Adaptive Patching for Tensor Train Computations
Gianluca Grosso, Marc K. Ritter, Stefan Rohshap, Samuel Badr, Anna Kauch, Markus Wallerberger, Jan von Delft, Hiroshi Shinaoka

TL;DR
This paper introduces an adaptive patching scheme for tensor train computations that leverages block-sparse structures to significantly reduce computational costs, enabling large-scale applications.
Contribution
It proposes a novel divide-and-conquer method that adaptively partitions tensors into smaller patches, improving efficiency for large bond dimensions in QTT operations.
Findings
Substantial cost reductions for localized functions.

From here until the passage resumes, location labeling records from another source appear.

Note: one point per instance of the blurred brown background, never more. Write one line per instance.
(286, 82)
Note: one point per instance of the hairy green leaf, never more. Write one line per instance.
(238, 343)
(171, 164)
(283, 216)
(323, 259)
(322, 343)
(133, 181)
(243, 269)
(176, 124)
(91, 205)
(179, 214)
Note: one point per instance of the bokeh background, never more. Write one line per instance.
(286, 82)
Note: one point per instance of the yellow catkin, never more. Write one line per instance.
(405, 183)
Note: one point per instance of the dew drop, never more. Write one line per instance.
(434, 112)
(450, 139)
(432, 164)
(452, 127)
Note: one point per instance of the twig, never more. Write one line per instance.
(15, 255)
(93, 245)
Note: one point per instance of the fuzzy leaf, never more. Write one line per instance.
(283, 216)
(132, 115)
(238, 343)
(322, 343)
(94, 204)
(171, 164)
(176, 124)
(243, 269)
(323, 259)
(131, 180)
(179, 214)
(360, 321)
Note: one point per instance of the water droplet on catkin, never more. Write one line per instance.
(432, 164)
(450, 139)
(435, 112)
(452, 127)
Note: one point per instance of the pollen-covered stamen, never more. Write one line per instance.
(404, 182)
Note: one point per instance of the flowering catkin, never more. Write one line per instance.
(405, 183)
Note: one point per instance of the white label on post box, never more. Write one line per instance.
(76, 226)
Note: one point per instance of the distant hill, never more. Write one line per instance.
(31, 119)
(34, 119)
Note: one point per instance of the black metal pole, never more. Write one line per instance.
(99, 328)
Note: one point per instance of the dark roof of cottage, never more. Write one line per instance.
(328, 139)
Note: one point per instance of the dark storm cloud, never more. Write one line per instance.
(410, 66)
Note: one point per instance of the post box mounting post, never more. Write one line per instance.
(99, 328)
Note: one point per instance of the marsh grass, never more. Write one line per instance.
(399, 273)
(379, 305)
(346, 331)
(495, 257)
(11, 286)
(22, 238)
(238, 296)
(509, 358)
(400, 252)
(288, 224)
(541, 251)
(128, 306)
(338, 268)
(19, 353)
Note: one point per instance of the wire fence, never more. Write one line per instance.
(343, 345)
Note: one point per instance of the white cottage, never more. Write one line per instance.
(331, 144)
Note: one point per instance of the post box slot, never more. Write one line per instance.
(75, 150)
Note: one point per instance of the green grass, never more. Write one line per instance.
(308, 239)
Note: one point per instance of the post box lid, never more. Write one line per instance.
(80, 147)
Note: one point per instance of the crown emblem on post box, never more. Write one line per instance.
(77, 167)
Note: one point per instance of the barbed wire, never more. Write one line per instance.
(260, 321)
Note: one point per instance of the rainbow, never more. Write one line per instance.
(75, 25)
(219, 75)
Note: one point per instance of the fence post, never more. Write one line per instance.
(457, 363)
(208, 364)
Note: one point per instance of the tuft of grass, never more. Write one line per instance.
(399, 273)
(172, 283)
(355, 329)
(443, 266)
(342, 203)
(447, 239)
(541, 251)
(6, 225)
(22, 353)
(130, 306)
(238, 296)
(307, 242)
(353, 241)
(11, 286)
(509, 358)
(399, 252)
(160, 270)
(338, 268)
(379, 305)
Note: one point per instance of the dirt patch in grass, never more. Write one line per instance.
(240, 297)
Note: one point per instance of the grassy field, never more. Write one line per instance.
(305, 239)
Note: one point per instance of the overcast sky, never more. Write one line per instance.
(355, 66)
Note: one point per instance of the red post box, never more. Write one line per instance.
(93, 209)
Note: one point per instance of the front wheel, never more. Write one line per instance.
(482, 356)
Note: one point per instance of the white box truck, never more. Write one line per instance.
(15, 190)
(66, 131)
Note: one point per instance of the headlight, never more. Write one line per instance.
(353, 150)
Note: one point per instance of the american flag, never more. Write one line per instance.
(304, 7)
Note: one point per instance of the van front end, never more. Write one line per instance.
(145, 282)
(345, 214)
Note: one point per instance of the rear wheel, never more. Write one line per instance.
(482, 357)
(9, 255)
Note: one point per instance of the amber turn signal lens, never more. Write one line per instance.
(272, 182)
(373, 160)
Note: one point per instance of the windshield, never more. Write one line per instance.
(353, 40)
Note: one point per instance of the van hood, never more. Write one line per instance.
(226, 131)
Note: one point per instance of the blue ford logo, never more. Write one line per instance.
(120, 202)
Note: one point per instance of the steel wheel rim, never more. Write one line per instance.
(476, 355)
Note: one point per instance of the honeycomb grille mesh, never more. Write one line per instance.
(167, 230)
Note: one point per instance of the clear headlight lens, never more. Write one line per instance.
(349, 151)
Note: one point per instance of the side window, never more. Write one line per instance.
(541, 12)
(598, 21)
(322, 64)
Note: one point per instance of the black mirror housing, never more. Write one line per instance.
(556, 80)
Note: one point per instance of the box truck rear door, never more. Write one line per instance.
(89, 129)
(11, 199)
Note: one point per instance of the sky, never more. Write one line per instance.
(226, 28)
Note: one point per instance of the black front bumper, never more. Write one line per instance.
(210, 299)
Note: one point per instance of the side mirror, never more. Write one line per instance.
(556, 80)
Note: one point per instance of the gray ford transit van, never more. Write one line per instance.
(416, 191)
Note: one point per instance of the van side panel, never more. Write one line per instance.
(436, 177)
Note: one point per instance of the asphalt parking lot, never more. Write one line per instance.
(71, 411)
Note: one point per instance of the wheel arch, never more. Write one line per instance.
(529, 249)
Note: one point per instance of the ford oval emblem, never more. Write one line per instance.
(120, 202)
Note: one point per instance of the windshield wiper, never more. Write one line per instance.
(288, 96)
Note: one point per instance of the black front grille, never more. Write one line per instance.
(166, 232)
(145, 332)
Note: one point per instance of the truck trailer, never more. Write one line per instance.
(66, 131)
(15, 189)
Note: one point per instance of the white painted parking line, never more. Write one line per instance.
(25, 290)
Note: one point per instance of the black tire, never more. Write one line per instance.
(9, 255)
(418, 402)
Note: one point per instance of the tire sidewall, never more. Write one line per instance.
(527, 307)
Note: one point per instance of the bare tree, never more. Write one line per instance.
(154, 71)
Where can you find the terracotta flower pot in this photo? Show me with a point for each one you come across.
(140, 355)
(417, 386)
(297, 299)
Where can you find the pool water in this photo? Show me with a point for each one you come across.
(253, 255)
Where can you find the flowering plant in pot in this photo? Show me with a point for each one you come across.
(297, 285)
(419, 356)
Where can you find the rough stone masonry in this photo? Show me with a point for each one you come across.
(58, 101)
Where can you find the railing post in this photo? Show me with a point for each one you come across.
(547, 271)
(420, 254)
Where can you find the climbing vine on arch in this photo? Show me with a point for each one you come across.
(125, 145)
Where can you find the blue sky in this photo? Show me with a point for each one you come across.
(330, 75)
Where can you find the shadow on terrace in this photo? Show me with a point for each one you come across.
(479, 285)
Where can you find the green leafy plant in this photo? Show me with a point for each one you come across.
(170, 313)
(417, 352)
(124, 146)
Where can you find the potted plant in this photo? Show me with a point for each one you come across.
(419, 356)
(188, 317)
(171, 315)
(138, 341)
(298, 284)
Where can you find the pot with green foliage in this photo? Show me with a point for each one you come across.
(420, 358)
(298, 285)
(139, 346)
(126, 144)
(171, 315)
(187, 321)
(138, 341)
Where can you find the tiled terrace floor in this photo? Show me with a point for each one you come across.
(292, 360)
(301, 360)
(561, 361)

Efficient computation of bubble diagrams and Bethe-Salpeter equations.
Enables practical large-scale QTT-based computations.
Abstract
Quantics Tensor Train (QTT) operations such as matrix product operator contractions are prohibitively expensive for large bond dimensions. We propose an adaptive patching scheme that exploits block-sparse QTT structures to reduce costs through divide-and-conquer, adaptively partitioning tensors into smaller patches with reduced bond dimensions. We demonstrate substantial improvements for sharply localized functions and show efficient computation of bubble diagrams and Bethe-Salpeter equations, opening the door to practical large-scale QTT-based computations previously beyond reach.